My advice to young coaches is to recruit good kids who are good players who can function academically and be happy in your school.
Perhaps the two biggest errors I see the “young ones” (coaches) make are (1) They insist on recruiting some borderline jerk who is talented. Eventually that star throws the team and the coach “under the bus.” Don’t bet on that guy, Coach! Get you some good people. You’ll win your share and have a fair chance of staying sane in the crazy world of athletics. Secondly, I see the young coaches work the kids too much. Your players are not employees, or machines, and you can run them in the ground. Perhaps the biggest criticism I heard of my teams was that we didn’t work hard enough. But, at tournament time we were fresh, eager and goal oriented. Very often we waxed the “hard workers” whose coach had worn them beyond caring much.
I never had a team that wasn’t ready to put away the racket for a while at the end of the season. It’s call “periodization.”
Above —Excerpt From: Tom Parham. “The Little Green Book of Tennis.” Apple Books.
Twenty years ago I received one of a few “hate letters”.  I was published in a major tennis magazine suggesting a shortened format for college tennis.  The response was a very strong suggestion that I had no idea what I was talking about.  In fairness the staff writer thought I was talking about professional tennis, whose crowds were  setting records.

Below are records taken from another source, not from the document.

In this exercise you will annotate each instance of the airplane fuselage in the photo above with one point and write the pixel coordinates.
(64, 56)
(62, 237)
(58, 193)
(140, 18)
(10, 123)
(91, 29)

In the next twenty years college tennis made major changes to shorten the matches, individual and team.  Doubles  first,  pro-sets for doubles points, then standard sets only.  Tiebreakers instead of third sets in singles, and others.  The Australian open, a pro event, shortened its format this year.  Touche!
Things change.  I never had assistant.  taught classes, sold tickets, ran intramurals.  Over forty years I taught over twenty different college courses.  Two teams I coached had only six players.  No subs.  One year  I played the same lineup, singles and doubles, for all twenty three matches.   Now the majors programs have any number helping do the growing number of duties.  And, while the NCAA places a limit on squad numbers, teams carry large rosters. And they need them and the accompanying  trainers and managers because of injury.
In short, all sports are changing due to many factors.  Certainly football is in crisis due to injury all over, but mostly head injury.  Duke basketball got the snake bite this season.  Zion Williamson and “Shoegate” followed by last night’s UNC game and the eerily similar early game injury to  Marques Bolden.
Each sport and level of play might be advised to reconsider how to keep injuries down :  1. For the sake of players and 2. To combat the attrition of team members that cause coaches having to play with “…them who is left standing.”
And there is the third reason of winning.   Players win games, but coaches and administrators make the rules.  Coaches can do a lot by designing programs that yield the best chance of having a full roster when crunch time comes at the end of the season.